Realistic plans, budgeting that includes maintenance from the outset, and accountability mechanisms (citizen committees, open data) reinforce service continuity. Cooperation between neighbouring municipalities allows for the pooling of technical functions (water, waste, roads) and improves execution.

Best practices

  • Recurring maintenance programmes rather than isolated ‘major projects’.
  • Simplified publication of budgets and results.
  • Measured and transparent local public-private partnerships.

On a daily basis, it is the service roads, piers, ferries and equipped rural markets that make the difference. Regular maintenance reduces costs and losses. The strengthening of a few road/rail corridors and multimodal river platforms facilitates interregional trade, while digital coverage and mobile payments facilitate the coordination of flows.

The priority is to ensure the continuous availability of inputs, local supervision, maternal and child health, mental health care, malaria prevention and nutrition. Simple risk-sharing mechanisms, combined with WASH (water, sanitation and hygiene) actions, reduce catastrophic expenditure. Monitoring effective coverage allows for rapid adjustments.

Sustainable strengthening of health systems also relies on support for local civil society organisations (CSOs), which play a key role in raising awareness, patient referral, advocacy and citizen oversight.
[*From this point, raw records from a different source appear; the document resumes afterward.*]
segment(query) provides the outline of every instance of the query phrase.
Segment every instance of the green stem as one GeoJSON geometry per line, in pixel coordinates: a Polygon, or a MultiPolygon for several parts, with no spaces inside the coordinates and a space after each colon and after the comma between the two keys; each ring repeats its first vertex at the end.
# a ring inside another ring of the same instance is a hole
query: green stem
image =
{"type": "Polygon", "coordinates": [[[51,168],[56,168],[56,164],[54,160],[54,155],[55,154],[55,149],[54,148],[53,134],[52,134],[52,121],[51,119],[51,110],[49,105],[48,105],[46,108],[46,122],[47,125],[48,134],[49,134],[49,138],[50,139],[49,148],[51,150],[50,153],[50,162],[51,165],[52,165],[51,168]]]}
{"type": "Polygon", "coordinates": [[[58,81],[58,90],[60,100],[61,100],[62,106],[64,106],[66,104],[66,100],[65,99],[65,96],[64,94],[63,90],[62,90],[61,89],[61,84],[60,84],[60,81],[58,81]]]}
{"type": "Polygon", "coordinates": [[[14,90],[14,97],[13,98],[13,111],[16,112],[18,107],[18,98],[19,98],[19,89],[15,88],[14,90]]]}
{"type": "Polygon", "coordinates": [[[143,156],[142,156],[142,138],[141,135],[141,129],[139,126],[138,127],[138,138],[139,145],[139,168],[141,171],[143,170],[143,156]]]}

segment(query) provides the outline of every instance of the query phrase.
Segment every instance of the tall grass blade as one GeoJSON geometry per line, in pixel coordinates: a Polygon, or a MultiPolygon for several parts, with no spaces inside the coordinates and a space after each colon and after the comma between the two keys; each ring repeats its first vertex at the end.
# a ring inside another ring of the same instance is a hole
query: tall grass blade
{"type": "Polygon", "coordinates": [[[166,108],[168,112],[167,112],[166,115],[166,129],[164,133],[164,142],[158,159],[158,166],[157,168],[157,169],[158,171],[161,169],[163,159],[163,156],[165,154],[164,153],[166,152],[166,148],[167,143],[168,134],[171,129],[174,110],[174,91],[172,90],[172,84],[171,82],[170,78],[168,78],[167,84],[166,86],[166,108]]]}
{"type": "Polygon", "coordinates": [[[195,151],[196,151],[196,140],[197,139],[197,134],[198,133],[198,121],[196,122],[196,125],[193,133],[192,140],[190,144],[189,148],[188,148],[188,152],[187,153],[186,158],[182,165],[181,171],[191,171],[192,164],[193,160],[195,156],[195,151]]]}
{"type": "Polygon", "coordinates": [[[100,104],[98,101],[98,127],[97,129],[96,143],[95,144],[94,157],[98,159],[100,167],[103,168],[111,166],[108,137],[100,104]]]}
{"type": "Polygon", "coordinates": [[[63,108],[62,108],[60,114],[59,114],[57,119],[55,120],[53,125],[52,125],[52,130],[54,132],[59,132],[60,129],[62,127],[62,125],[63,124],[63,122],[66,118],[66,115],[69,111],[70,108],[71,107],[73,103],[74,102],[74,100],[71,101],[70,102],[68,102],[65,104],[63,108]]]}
Mechanisms such as the FIL project help to strengthen their capacities, secure their long-term action and structure dialogue with health authorities.

The Congo River network — including the Ubangi, Kasai, Sangha, Lomami and Lualaba rivers — offers significant resources and strategic waterways. At the same time, silting, seasonal turbidity and the lack of auxiliary structures limit irrigation and complicate the process of making water drinkable. Basin plans, canal dredging, catchment protection and better-equipped river platforms are improving access and safety in the long term.

Beyond mineral resources, economic life relies heavily on family farming, artisanal processing, fishing, small businesses and services. Concrete opportunities lie in the local promotion of products (flour, oils, dried fruit, smoked fish), the improvement of local logistics and simple, reliable financing solutions for microbusinesses and SMEs.

Pragmatic approaches:

  • Quality and hygiene in processing, simple packaging, labelling.
  • Equipped points of sale/markets, price information, mobile payments.
  • Local producer-buyer cooperation to secure outlets.

Availability depends on harvests, but food security also depends on income stability and nutritional practices. Diversification (legumes, leafy vegetables), reduction of post-harvest losses (storage, drying, sorting) and school/community gardens improve the quality of diets. The organisation of producers and local purchasing channels makes incomes less unpredictable.

The rehabilitation of hydroelectric assets, the installation of mini-grids (hydro/solar) for secondary centres and solar kits dedicated to productive uses (pumping, cooling, workshops) offer tangible gains. For cooking, combining improved stoves, LPG solutions where logistics allow, and electric cooking in served localities reduces both expenditure and pressure on forests.

Urban growth is rapid in Kinshasa, Lubumbashi, Goma and Kisangani, often outpacing the development of water, sanitation and energy networks.

However, the majority of the country remains rural, with significant distances to markets and basic services.

Adapting solutions to this duality — equipped densification in cities, opening up access and local services in rural areas — is crucial for equitable access.

A concise but useful dashboard is sufficient: continuity of services (water, health, energy), volumes sold and losses avoided in the supported sectors, integration/employment of young people and women, local budget execution and adoption of resilience practices (agroecology, road maintenance, clean cooking). The aim is to inform decisions quickly.